Futures offer many benefits to crypto traders. This includes high leverage limits – often up to 200x. Futures also enable traders to go long or short, ensuring that profits can be made in both rising and falling markets.

How risky are crypto futures?

The most notable risk is volatility. While volatility can lead to significant gains, it can also result in substantial losses. Rapid price fluctuations in the market can trigger liquidation events, especially when leverage is involved, potentially wiping out a trader's entire capital.

What is the margin balance in Binance futures?

The margin balance is the balance of your Binance Futures account, including your unrealized PnL (Profit and Loss). So, your profits and losses will cause the margin balance value to change. If you're using Cross Margin mode, this balance will be shared across all your positions.

What is the profit margin on futures?

The profit margin on futures refers to the difference between the selling price of the futures contract and the initial cost or margin required to enter the position.

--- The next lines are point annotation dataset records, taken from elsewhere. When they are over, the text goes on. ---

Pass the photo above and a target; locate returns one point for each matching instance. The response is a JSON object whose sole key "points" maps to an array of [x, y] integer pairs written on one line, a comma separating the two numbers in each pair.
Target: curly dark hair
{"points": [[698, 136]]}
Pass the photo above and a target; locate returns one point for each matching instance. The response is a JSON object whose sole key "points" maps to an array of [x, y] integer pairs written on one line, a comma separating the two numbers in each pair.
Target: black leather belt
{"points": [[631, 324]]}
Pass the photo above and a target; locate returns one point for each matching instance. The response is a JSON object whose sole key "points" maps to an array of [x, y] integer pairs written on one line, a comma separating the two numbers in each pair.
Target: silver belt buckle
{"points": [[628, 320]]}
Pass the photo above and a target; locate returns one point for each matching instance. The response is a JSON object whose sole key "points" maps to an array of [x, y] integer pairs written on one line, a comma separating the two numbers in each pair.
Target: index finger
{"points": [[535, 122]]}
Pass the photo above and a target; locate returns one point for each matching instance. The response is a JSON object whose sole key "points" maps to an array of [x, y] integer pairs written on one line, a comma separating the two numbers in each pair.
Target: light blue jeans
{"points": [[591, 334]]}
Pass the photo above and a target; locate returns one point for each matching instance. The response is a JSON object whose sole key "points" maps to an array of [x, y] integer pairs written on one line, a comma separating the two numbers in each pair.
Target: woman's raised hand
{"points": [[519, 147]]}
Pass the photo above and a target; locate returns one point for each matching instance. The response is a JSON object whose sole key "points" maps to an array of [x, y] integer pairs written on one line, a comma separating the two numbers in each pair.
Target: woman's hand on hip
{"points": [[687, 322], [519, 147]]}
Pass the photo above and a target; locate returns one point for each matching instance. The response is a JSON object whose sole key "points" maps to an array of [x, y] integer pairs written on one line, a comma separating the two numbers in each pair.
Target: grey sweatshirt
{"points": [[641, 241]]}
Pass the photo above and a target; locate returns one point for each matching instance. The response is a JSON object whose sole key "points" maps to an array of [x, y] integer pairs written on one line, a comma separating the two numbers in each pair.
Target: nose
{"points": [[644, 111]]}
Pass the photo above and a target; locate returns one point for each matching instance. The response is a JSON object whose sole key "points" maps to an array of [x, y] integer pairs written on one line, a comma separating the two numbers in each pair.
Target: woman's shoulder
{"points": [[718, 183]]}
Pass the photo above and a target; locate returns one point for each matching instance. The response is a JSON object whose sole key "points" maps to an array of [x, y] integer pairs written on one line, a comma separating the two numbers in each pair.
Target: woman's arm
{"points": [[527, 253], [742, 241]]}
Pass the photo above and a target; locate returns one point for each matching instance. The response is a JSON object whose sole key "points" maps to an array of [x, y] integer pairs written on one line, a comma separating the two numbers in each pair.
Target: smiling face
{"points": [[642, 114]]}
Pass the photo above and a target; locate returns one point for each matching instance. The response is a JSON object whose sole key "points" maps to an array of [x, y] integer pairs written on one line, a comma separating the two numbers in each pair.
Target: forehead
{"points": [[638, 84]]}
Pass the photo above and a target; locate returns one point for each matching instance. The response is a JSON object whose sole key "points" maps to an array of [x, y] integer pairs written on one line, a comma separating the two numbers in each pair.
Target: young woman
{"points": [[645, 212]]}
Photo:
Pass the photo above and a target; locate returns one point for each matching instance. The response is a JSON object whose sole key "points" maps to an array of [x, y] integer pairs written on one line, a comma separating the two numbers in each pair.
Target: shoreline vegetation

It indicates the profitability of the trade and is typically expressed as a percentage of the total investment. In futures trading, the profit margin can be influenced by various factors, including market volatility, leverage used, and the size of the position.

Who pays margin in futures?

In futures trading, the trader or investor who opens a position is responsible for paying the margin. The margin is a percentage of the total value of the contract and acts as a security deposit to ensure that the trader can cover potential losses.
Both long and short positions require margins, and the amount needed varies depending on the broker and the specific futures contract being traded. Margin requirements can change based on market conditions and volatility.